There's times when the reality of what I've given up or had to adapt to my lifestyle . Hit me !
Today's one of them days !
I've always had friends , not lots but good friends . Most of my friends without children I have had fir years .
Before I had my daughter , I was at university working on a time consuming degree , struggling with balance a part time job and planning a wedding .
When I came home , I threw myself into a job which included working weekends , nights and evenings .
Then I went on to take a job whilst pregenant that included working 5/6 nights a week .
At work I've always got along with my work colleagues but when it came to going out for drinks or partying the night away . It just seemed I'd be studying , saving money or having to get home to my family .
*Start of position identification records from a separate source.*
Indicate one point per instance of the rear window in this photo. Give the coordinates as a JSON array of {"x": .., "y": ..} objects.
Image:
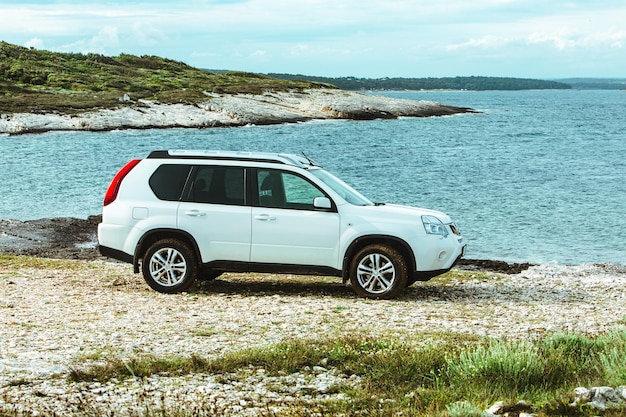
[{"x": 168, "y": 181}]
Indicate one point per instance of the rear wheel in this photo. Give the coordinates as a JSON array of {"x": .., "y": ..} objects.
[
  {"x": 378, "y": 271},
  {"x": 169, "y": 266}
]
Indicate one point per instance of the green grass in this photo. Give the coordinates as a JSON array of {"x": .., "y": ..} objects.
[
  {"x": 454, "y": 376},
  {"x": 41, "y": 81}
]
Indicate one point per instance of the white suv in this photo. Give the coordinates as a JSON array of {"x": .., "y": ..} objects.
[{"x": 182, "y": 215}]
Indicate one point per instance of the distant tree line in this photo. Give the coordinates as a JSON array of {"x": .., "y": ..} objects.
[{"x": 447, "y": 83}]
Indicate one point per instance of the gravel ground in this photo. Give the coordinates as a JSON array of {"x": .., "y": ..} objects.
[{"x": 67, "y": 313}]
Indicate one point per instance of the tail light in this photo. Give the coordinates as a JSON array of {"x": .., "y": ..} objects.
[{"x": 114, "y": 187}]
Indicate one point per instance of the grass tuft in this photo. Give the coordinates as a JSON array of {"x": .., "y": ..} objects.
[{"x": 454, "y": 376}]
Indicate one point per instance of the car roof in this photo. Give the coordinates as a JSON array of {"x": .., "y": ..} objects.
[{"x": 302, "y": 161}]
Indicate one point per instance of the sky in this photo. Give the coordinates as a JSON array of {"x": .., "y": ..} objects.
[{"x": 546, "y": 39}]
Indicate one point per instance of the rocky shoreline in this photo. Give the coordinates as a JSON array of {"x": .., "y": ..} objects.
[
  {"x": 73, "y": 238},
  {"x": 70, "y": 314},
  {"x": 227, "y": 110}
]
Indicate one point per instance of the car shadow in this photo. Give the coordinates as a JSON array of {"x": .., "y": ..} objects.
[
  {"x": 489, "y": 291},
  {"x": 274, "y": 287}
]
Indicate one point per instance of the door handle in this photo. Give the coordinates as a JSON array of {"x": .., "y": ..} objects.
[
  {"x": 265, "y": 217},
  {"x": 195, "y": 213}
]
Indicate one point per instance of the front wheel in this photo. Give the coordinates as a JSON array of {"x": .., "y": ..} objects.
[
  {"x": 378, "y": 271},
  {"x": 169, "y": 266}
]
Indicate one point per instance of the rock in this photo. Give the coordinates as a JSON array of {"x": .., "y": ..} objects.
[
  {"x": 605, "y": 397},
  {"x": 231, "y": 110},
  {"x": 600, "y": 398}
]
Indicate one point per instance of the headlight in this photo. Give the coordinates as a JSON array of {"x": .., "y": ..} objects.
[{"x": 434, "y": 226}]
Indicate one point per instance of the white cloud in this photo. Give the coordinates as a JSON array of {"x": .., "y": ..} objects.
[
  {"x": 34, "y": 43},
  {"x": 357, "y": 37},
  {"x": 105, "y": 40}
]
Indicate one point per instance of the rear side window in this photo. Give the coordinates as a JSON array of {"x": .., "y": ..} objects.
[
  {"x": 218, "y": 185},
  {"x": 168, "y": 181}
]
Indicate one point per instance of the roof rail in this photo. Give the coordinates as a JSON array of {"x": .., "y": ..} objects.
[{"x": 282, "y": 158}]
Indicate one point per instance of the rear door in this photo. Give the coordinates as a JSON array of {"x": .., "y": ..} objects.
[
  {"x": 286, "y": 227},
  {"x": 216, "y": 214}
]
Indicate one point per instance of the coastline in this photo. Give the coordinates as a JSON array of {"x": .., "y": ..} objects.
[{"x": 228, "y": 110}]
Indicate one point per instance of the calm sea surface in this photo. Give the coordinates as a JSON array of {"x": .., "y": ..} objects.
[{"x": 538, "y": 176}]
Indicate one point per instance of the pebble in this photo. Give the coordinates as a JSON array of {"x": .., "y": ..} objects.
[{"x": 52, "y": 320}]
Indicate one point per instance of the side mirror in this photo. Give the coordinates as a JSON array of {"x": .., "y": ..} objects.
[{"x": 322, "y": 203}]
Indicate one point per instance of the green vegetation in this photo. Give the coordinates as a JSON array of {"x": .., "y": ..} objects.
[
  {"x": 41, "y": 81},
  {"x": 447, "y": 83},
  {"x": 451, "y": 375}
]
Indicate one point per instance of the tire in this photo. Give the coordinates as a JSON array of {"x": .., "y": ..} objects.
[
  {"x": 170, "y": 266},
  {"x": 379, "y": 272}
]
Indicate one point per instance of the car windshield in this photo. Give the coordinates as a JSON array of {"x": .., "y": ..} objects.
[{"x": 346, "y": 192}]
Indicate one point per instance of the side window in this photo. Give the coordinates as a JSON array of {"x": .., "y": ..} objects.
[
  {"x": 168, "y": 181},
  {"x": 286, "y": 190},
  {"x": 218, "y": 185}
]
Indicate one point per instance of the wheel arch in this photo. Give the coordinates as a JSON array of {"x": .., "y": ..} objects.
[
  {"x": 157, "y": 234},
  {"x": 362, "y": 241}
]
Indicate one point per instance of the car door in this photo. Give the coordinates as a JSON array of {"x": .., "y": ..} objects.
[
  {"x": 286, "y": 227},
  {"x": 216, "y": 215}
]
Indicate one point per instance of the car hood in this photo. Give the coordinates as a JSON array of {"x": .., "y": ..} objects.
[{"x": 399, "y": 211}]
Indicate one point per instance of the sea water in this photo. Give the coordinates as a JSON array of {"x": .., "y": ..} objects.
[{"x": 536, "y": 176}]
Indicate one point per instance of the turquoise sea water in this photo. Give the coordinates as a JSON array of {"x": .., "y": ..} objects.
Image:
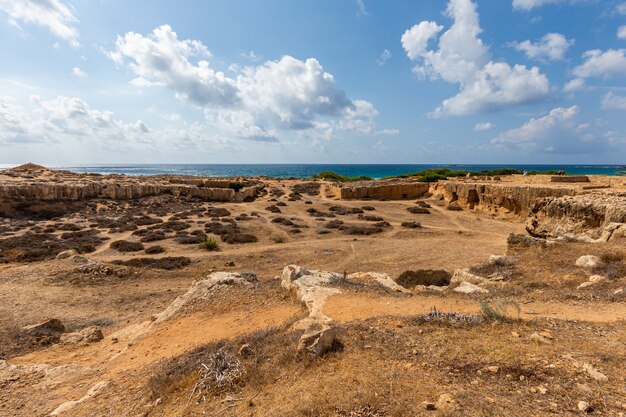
[{"x": 305, "y": 171}]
So I suppose even before I became a single parent , my social life was always limited due to my commitments .
I have made so many good friends since having my daughter . And even more so since becoming a single parent !
I can fill my day times with friends and things to do ! We have a great active social life in daytimes. I love it . It suits us at this moment in time just fine ! Perfect even .
So on that rare occasion when I'm child free of an evening . I try and make plans and be busy .
When them plans change or get cancelled I always feel a but Lonley .
I love the idea of starting a exercise class but can't commit regularly . But I think tommorow I will go for a run or go swimming . Some adult time .
When I look at it I'm happy that are daytimes ate full , I also under stand that this time is just a phrase and I will in time get my social life back !!